When someone else struggles with their marriage, or their job, or their kids, we tend to sit back and say, “Well, if they had just done this or that, they would not have had the issue.” Oh, how we love the blinders of being judgmental.
You know what? Those are the questions and comments of Pharisees. They had all the answers, but none of the love. And sometimes we get caught in that trap. We measure our Christianity by how many times we go to Church, or how many Church projects we accomplish, or how well we can quote scripture. Nothing wrong with any of those but they are not what Jesus meant by doing good.
We are not doing good when we think we are doing good. When we start focusing on the law, we miss the people that the law was supposed to help. Jesus says later that the entire law can be summarized with one word: love. Love God, and love others. If we do that, we are fulfilling the entire law. Look at people through the loving eyes of Christ.
We don’t progress through life on a gentle slope that will end with us somehow adding Jesus to our lives. The gentle slope we begin life on is most often tilted in the other direction –we show that our hostility is growing with each and every wrong thought we entertain and each and every wrong deed we perform.
Are we like Jesus who always seek to do good even to those who persecuted Him?
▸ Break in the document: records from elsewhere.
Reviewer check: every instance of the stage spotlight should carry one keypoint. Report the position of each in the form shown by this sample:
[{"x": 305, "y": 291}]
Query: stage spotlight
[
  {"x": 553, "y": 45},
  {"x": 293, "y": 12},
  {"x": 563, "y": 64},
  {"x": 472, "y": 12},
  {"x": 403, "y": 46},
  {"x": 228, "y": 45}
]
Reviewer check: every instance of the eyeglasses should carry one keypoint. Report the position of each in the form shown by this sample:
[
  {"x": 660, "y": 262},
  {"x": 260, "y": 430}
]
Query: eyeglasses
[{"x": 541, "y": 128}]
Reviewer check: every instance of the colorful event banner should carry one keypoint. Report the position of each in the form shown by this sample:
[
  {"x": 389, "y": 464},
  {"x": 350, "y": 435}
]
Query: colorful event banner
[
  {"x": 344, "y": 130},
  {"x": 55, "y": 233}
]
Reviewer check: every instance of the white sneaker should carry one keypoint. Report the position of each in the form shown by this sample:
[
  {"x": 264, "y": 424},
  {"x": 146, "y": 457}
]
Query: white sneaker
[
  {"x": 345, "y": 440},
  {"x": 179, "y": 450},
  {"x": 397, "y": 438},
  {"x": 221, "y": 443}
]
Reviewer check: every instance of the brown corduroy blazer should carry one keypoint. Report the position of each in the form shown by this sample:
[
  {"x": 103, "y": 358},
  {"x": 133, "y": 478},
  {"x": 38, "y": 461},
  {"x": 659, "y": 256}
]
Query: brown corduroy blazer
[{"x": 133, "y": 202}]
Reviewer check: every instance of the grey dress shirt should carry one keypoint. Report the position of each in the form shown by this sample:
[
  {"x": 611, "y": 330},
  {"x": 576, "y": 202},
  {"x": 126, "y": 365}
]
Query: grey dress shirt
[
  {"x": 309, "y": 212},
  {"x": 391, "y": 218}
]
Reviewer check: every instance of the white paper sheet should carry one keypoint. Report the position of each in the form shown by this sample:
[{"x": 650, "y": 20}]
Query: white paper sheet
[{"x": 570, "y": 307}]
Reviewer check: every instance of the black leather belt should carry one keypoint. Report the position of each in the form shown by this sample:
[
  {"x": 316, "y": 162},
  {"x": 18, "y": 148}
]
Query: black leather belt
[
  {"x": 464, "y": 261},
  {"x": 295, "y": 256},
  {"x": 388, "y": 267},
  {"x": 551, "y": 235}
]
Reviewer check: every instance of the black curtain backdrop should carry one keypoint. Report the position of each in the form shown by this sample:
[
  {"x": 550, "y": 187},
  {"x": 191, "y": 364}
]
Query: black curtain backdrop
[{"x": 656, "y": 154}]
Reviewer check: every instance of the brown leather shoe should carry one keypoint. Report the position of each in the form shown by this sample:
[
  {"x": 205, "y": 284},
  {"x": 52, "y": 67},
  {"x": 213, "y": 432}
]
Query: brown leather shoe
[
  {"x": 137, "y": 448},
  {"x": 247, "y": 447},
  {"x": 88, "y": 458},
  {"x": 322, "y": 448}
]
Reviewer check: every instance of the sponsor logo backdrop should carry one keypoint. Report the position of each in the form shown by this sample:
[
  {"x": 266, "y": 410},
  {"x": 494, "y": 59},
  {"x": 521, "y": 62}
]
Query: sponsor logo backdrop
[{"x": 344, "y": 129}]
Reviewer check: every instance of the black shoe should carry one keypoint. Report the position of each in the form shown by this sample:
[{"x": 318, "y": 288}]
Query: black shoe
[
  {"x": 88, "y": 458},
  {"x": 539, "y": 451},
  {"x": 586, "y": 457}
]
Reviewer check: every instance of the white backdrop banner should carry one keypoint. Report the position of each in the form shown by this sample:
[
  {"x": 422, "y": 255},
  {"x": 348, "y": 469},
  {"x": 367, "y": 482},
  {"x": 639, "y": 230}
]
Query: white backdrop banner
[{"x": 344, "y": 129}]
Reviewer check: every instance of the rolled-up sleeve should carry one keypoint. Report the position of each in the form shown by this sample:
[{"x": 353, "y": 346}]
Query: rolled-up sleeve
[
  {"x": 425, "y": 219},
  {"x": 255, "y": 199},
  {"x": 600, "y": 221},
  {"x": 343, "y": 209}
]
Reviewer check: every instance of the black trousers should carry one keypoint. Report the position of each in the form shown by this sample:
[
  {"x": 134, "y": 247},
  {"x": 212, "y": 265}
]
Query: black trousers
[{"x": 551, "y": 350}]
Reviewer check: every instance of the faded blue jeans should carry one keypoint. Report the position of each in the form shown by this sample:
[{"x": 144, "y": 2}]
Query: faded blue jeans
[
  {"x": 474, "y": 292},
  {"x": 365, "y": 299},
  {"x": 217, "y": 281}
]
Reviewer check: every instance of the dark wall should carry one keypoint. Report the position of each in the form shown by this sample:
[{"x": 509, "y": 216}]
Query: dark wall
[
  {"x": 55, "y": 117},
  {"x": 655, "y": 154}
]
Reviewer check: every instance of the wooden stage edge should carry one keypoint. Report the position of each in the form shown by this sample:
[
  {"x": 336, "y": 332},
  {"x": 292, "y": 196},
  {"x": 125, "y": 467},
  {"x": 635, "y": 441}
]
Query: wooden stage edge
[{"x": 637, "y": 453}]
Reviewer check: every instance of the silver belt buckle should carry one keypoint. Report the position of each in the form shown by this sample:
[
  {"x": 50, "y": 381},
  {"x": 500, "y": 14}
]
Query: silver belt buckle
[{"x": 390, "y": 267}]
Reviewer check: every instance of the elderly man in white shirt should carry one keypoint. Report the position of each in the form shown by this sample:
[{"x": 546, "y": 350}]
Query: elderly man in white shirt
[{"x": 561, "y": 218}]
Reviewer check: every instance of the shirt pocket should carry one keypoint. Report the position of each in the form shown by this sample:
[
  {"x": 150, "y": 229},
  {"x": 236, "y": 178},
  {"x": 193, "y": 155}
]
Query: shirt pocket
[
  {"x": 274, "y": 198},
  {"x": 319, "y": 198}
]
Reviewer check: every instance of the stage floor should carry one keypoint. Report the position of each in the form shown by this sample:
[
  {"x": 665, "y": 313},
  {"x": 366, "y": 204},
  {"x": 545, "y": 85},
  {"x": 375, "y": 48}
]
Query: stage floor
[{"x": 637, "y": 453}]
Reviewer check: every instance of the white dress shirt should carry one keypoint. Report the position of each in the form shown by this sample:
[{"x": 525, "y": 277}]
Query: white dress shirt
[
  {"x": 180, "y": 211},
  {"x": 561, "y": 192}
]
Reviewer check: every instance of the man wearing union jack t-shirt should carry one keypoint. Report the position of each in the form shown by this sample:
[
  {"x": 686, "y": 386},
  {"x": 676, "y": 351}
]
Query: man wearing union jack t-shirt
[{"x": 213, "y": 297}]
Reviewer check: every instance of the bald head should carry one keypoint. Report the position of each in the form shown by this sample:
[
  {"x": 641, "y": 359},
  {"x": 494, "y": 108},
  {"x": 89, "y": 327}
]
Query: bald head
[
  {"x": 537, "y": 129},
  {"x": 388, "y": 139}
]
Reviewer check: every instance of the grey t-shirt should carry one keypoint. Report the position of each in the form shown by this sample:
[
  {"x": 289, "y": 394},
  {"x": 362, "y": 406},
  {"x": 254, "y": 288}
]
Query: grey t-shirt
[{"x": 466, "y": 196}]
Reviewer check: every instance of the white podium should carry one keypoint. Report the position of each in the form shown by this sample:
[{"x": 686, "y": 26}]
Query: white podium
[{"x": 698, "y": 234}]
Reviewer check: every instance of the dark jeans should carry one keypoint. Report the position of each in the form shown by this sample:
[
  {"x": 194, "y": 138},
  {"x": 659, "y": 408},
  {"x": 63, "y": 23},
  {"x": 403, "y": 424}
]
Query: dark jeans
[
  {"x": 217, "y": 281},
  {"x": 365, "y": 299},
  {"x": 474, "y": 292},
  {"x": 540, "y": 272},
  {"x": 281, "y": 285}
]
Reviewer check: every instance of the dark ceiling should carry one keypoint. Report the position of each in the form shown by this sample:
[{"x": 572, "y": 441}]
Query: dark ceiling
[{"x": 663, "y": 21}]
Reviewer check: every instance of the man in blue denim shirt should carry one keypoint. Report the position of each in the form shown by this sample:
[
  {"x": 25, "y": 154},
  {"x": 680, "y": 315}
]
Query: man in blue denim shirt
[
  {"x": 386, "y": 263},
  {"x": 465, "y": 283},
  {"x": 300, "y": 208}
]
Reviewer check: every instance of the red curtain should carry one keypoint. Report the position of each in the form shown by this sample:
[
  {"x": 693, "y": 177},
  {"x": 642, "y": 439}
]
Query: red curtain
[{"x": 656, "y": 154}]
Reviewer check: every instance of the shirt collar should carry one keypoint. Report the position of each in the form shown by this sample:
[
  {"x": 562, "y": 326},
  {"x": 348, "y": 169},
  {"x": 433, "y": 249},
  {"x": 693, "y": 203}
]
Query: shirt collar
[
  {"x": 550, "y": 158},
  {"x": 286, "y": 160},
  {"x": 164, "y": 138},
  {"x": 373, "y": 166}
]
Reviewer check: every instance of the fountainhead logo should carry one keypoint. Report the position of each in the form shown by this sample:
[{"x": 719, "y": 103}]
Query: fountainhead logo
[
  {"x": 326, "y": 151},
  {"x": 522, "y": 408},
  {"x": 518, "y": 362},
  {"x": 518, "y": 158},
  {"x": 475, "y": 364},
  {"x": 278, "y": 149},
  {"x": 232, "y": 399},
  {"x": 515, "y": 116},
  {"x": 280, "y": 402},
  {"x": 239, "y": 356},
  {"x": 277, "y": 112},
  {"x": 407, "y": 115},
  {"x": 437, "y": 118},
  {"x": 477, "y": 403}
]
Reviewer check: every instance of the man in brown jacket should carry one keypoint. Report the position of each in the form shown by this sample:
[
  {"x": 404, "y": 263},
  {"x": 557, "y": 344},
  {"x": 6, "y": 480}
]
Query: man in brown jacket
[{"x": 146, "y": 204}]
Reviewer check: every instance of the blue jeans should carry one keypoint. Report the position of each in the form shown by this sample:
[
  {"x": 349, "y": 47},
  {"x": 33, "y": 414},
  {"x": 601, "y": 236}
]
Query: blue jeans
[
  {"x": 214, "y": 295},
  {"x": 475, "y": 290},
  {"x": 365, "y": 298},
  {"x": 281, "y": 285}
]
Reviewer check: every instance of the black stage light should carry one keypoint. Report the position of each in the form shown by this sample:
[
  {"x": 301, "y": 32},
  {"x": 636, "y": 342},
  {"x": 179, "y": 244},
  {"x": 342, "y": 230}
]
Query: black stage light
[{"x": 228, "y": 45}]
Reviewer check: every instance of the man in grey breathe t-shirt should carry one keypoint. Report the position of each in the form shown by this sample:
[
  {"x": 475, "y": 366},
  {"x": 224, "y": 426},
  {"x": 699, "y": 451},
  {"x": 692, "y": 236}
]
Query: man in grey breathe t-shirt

That is the challenge that confronts us, we who profess to follow the greatest man who ever walked this earth.
Prayer of The Day
Lord, you can see my heart, as you read the hearts of the Pharisees. I also have a tendency to be critical and not always constructive. Make my heart be more like yours, desiring good, being generous despite the criticisms that might come my way.
(In preparing this commentary, I came across the following reflection, written by Amy Carmichael and titled “Calvary Love.”)
“IF I belittle those who I am called to serve, talk of their weak points in contrast perhaps with what I think of as my strong points; if I adopt a superior attitude, forgetting [that God made us different and He has given me all that I have], then I know nothing of Calvary love.
IF I take offense easily, if I am content to continue in cool unfriendliness, though friendship be possible, then I know nothing of Calvary love.
IF I feel bitterly towards those who condemn me, as it seems to me, unjustly, forgetting that if they knew me as I know myself, they would condemn me much more, then I know nothing of Calvary love.